Anche Eni è della partita con il progetto Sleipner in Norvegia, fra i primi in assoluto dedicato allo stoccaggio geologico della CO2 per fini esclusivamente ambientali. Secondo il Global Ccs Institute, dove Ccs è acronimo di carbon capture and storage, ci sono 197 progetti a livello globale, ma la stragrande maggioranza inietta C02 nel sottosuolo per aumentare l’efficienza nell’estrazione del petrolio usando la tecnica chiamata Enhanced Oil Recovery (Eor). In pratica si usa anidride carbonica e acqua per spingere in alto il petrolio. Solo nove sarebbero i progetti che nati per lo stoccaggio geologico. Tornando ad Eni, sul tavolo avrebbe anche un altro progetto nel Regno Unito, HyNet North West, e uno al largo di Ravenna, lungo la costa romagnola.
“Questo è un grande momento per la transizione verde dell’Europa e per la nostra industria della tecnologia pulita”, ha commentato Ursula von der Leyen, presidente della Commissione europea, parlando dell’iniziativa anglo- danese Greensand. “State dimostrando che si può fare, che possiamo far crescere il nostro settore attraverso l’innovazione e la concorrenza e, allo stesso tempo, rimuovere le emissioni di carbonio dall’atmosfera attraverso l’ingegno e la cooperazione”. Insomma, coniugare le vecchie logiche di mercato con quelle nuove per salvaguardare l’ambiente. Anche Sir David King, caccademico originario del Sud Africa ma britannico di passaporto, ex capo del comitato scientifico del governo inglese e uno degli artefici degli Accordi di Parigi che nel 2015 stabilirono come obiettivo l’evitare l’innalzamento delle temperature oltre il grado e mezzo, non è contrario alla cattura dei gas serra. Esattamente il punto sul quale invece Kerry non è d’accordo.
“Parte della sfida che stiamo affrontando in questo momento è che i Paesi che hanno delle tecnologie a loro disposizione non le stanno implementando al ritmo che dovrebbero essere”, ha concluso Kerry. “Fatih Birol (direttore esecutivo dell’Agenzia internazionale per l’energia, Iea, ndr.) ha chiarito da tempo che tutto ciò che serve per raggiungere l’obiettivo 2030 di riduzione del 45% delle emissioni a livello globale è aumentare gli impianti di energie rinnovabile, e questo non sta accadendo. C’è una resistenza in questo momento che vedo da più parti a fare ciò che sappiamo di dover fare”. E ancora: “Quindi ora la domanda è: la cattura e lo stoccaggio del carbonio possò essere impiegata su una scala che renda possibile raggiungere i nostri obiettivi?”

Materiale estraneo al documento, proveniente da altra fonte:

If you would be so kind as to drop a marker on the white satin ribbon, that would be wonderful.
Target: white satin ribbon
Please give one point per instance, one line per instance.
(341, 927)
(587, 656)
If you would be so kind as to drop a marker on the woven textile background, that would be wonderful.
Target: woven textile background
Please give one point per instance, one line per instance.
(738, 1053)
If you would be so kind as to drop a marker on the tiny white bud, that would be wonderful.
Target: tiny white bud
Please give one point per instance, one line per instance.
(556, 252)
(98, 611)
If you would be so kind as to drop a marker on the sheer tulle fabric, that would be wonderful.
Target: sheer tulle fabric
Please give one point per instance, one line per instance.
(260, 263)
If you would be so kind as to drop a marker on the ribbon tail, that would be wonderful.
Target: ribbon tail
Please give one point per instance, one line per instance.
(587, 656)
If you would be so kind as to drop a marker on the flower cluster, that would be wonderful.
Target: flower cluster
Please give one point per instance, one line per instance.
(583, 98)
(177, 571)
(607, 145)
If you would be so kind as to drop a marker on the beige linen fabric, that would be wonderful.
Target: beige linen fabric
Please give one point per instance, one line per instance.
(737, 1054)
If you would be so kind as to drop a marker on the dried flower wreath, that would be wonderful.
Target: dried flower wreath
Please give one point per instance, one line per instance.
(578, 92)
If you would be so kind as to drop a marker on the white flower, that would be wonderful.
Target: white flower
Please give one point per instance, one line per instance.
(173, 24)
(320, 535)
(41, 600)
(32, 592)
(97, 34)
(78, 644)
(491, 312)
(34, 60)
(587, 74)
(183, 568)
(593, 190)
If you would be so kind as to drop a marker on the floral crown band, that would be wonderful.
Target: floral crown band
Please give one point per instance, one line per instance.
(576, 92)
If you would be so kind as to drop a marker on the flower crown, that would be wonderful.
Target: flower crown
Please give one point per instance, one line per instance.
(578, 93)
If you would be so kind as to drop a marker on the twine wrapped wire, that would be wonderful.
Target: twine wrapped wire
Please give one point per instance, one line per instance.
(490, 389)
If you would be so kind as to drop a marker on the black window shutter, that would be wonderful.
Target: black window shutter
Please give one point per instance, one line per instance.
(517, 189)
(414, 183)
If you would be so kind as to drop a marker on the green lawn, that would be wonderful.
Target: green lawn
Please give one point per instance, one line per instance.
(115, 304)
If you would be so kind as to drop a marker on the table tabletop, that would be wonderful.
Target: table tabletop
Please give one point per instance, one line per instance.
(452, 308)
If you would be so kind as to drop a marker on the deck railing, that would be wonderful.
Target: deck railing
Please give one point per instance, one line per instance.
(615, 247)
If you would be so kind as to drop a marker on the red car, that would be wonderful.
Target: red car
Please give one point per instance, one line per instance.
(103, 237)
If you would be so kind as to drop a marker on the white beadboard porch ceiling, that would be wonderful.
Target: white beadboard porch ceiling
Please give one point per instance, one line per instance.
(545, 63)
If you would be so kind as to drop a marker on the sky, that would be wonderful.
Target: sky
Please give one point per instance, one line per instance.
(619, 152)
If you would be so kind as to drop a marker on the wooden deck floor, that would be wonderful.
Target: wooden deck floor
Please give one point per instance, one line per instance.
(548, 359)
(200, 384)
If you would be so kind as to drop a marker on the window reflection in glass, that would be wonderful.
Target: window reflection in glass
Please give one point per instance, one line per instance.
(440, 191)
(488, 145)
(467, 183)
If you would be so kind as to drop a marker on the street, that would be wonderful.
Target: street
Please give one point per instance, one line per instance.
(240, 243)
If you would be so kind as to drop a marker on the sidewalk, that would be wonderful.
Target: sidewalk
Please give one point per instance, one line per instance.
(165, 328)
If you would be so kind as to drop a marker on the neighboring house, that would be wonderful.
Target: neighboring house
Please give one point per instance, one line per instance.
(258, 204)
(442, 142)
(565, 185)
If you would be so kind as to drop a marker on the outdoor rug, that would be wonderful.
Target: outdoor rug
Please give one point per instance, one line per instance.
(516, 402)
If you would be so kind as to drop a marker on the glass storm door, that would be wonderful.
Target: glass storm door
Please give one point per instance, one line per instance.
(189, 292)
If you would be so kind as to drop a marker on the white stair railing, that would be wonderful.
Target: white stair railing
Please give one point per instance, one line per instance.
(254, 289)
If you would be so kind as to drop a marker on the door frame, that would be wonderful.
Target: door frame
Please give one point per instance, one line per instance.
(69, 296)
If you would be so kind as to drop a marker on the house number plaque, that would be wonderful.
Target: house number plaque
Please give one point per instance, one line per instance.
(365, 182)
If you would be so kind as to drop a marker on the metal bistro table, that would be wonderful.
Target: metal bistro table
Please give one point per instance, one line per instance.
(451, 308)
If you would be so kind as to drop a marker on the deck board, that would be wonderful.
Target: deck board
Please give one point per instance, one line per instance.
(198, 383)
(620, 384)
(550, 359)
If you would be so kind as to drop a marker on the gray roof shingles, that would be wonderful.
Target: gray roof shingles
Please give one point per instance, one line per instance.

Uno studio sempre di Iea ha stimato che le tecnologie di cattura e stoccaggio del carbonio saranno imprescindibili per raggiungere gli obiettivi di decarbonizzazione a lungo termine. Contribuiranno a circa il 12% della riduzione del totale delle emissioni ma solo entro il 2050. Troppo poco e troppo tardi, stando al parere di Rockström, Seneviratne e ora anche Kerry.